Gli scatti, risalenti allo scorso gennaio, mostrano squali, delfini e foche morti impigliati nelle reti. Tra le vittime di questa pratica c’è anche il tonno australe, specie considerata a rischio di estinzione.
Pratica vietata
La pesca con le reti da posta derivanti è una pratica vietata dalle Nazioni Unite dal 1992 a causa dell’impatto distruttivo che ha sull’ecosistema marino. Questo tipo di attività, concepita per la cattura delle specie d’alto mare ma altamente non selettiva, impiega, infatti, grandi reti rettangolari che vengono calate perpendicolarmente alla superficie dell’acqua per poi essere lasciate libere di spostarsi con le correnti. Al loro interno, finisce di tutto, con un impatto ambientale devastate: oltre ai pesci pelagici rimangono quotidianamente imprigionate moltissime altre specie che non hanno alcun valore commerciale.

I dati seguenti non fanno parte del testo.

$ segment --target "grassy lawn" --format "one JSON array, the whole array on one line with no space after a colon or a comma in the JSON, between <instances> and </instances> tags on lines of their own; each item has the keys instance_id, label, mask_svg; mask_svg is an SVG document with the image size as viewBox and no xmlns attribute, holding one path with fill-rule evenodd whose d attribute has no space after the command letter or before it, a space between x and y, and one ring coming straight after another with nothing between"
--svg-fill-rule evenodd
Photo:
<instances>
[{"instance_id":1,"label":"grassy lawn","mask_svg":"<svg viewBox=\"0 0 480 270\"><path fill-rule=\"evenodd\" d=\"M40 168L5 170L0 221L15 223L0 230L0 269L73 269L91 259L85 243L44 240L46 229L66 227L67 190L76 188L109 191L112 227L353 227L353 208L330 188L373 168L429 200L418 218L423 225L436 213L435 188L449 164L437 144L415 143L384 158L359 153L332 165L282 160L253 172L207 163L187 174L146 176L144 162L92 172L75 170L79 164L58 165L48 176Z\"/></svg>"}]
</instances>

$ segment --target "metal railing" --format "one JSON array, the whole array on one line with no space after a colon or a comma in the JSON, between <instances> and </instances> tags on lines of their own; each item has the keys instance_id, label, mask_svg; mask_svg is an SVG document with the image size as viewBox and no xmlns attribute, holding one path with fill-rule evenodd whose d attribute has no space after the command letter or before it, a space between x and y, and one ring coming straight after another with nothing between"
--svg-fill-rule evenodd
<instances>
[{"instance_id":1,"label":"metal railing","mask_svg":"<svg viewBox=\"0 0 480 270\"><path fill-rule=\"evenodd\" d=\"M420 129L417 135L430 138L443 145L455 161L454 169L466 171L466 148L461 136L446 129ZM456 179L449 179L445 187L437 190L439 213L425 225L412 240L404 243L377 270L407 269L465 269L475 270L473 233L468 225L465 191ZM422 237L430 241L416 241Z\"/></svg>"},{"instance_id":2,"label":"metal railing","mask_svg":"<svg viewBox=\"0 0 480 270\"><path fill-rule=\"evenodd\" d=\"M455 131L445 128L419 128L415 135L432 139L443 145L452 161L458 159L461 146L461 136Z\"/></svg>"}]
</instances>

«Le reti da posta derivanti sono state vietate dalle Nazioni Unite con una moratoria nel 1992 – ha spiegato il capitano della Steve Irwin Siddharth Chakravarty –. Le nazioni del mondo, già 24 anni fa, erano preoccupate per l’impatto negativo di questa forma di pesca illegale. Le reti da posta derivanti non avevano posto negli oceani del mondo allora e non devono averlo oggi. Il nostro ruolo è quello di garantire che il divieto sia rispettato».
Le navi di Sea Shpherd continueranno a documentare quanto sta accadendo nell’Oceano Indiano e, nei prossimo giorni, cercheranno di affrontare la flotta di navi illegali.